Memory Band (what the hardware can handle right now):

Normal (< 70% RAM): full capability
Elevated (70-84% RAM): constrained but functional
Critical (≥ 85% RAM): local generation unsafe, escalate

Cross those two axes and you get a 3×3 matrix. Each cell is a BehaviorProfile in Rust:

struct BehaviorProfile {
    label: &'static str,
    memory_band: MemoryBand,
    prompt_suffix: &'static str,
    temperature: f32,
    max_output_tokens: u32,
    max_retrieval_chars: usize,
    local_token_cap: usize,
}

Every profile controls four knobs: temperature, output token budget, retrieval context size, and a behavioral instruction injected into the system prompt.

Here's the actual matrix from the codebase:

	Normal (< 70%)	Elevated (70-84%)	Critical (≥ 85%)
Refactor/Debug	temp 0.1, 1200 tokens	temp 0.05, 900 tokens	temp 0.0, 700 tokens
Build	temp 0.45, 12000 tokens	temp 0.3, 8000 tokens	temp 0.2, 5000 tokens
Explain	temp 0.35, 1800 tokens	temp 0.25, 1200 tokens	temp 0.15, 800 tokens

Look at the spread. A Build task at normal memory gets temperature 0.45 and a 12,000-token budget. The same Build task under critical memory pressure? Temperature drops to 0.2 and the budget cuts to 5,000 tokens. The model becomes conservative precisely when your machine needs it to.

Refactor at normal memory runs at 0.1 temperature. Already deterministic, already tight. Under critical pressure it drops to 0.0 and the token budget shrinks from 1,200 to 700. At that point the model is producing the smallest safe diff it can manage.

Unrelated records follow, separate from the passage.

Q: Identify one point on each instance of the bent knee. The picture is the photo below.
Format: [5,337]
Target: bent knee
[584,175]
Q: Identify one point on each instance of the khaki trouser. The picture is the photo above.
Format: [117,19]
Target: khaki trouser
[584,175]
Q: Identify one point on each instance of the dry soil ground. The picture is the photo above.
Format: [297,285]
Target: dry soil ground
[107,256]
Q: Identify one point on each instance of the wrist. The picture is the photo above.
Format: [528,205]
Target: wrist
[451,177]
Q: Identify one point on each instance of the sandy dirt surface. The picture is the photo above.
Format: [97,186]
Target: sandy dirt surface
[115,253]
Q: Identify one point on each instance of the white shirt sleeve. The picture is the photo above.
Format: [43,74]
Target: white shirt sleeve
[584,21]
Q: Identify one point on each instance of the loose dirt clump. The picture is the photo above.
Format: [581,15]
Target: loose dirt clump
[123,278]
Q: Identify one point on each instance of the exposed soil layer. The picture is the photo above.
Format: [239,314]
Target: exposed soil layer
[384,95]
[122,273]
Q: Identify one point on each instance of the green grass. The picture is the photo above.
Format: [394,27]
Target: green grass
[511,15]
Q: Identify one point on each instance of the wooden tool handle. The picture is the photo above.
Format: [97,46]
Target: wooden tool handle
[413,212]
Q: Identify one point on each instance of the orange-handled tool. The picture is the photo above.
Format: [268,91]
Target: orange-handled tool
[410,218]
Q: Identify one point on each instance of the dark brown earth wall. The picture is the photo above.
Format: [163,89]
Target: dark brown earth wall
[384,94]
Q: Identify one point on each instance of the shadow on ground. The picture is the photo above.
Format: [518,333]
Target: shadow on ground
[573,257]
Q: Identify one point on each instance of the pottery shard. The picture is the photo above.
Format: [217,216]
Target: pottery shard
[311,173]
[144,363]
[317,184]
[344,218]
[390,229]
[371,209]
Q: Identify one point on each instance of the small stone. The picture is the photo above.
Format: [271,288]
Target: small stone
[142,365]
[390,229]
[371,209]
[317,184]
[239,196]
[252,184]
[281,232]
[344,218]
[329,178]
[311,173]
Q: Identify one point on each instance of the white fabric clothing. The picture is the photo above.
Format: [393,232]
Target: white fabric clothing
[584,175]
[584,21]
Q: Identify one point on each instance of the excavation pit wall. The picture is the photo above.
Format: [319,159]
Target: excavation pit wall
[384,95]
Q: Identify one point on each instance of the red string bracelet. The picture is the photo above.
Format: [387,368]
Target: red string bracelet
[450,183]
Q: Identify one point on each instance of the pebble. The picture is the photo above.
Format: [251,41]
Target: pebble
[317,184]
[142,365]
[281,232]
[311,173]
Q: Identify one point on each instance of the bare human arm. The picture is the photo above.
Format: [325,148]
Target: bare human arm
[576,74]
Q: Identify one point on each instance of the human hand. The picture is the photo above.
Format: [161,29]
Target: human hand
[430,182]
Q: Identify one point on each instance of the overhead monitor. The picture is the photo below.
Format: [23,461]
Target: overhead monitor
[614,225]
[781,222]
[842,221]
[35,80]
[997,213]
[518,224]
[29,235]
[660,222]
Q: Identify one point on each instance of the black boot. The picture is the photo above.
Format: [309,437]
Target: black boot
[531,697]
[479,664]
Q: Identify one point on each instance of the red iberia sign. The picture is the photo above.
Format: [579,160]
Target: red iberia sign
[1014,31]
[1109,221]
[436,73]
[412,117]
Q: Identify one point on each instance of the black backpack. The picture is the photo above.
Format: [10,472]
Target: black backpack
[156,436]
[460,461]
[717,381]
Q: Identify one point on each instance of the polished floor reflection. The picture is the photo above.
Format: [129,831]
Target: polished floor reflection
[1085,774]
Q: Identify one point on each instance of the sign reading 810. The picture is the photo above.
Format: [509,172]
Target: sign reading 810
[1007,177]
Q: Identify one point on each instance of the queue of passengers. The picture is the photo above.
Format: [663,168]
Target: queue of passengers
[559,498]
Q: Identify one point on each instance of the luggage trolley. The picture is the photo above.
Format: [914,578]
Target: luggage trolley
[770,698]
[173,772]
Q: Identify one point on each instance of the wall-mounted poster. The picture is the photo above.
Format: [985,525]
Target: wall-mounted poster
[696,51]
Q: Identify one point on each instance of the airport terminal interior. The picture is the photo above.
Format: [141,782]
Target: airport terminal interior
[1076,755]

The prompt suffix: behavioral steering without fine-tuning

Each cell in the matrix also carries a prompt_suffix that gets injected into the system prompt at generation time. This is how a 7B model "knows" it's supposed to refactor conservatively vs. build expansively vs. explain clearly.

The prompt composition pipeline builds five layers in order:

Role preamble (language expertise based on the active file)
Sentinel status ("Current Sentinel profile: Refactor / Elevated. Memory band: elevated.")
Intent persona (operational instructions for the selected mode)
Behavioral routing instruction (the prompt_suffix from the matrix cell)
Output format spec (how to structure the response with @@file tags)

The model sees its own constraints. It knows its memory band. It knows its token budget. That transparency turns out to matter. A model that's told "you have 900 tokens and memory is elevated" produces tighter output than one that's just given a smaller max_tokens parameter silently. The behavioral instruction gives the model permission to be concise.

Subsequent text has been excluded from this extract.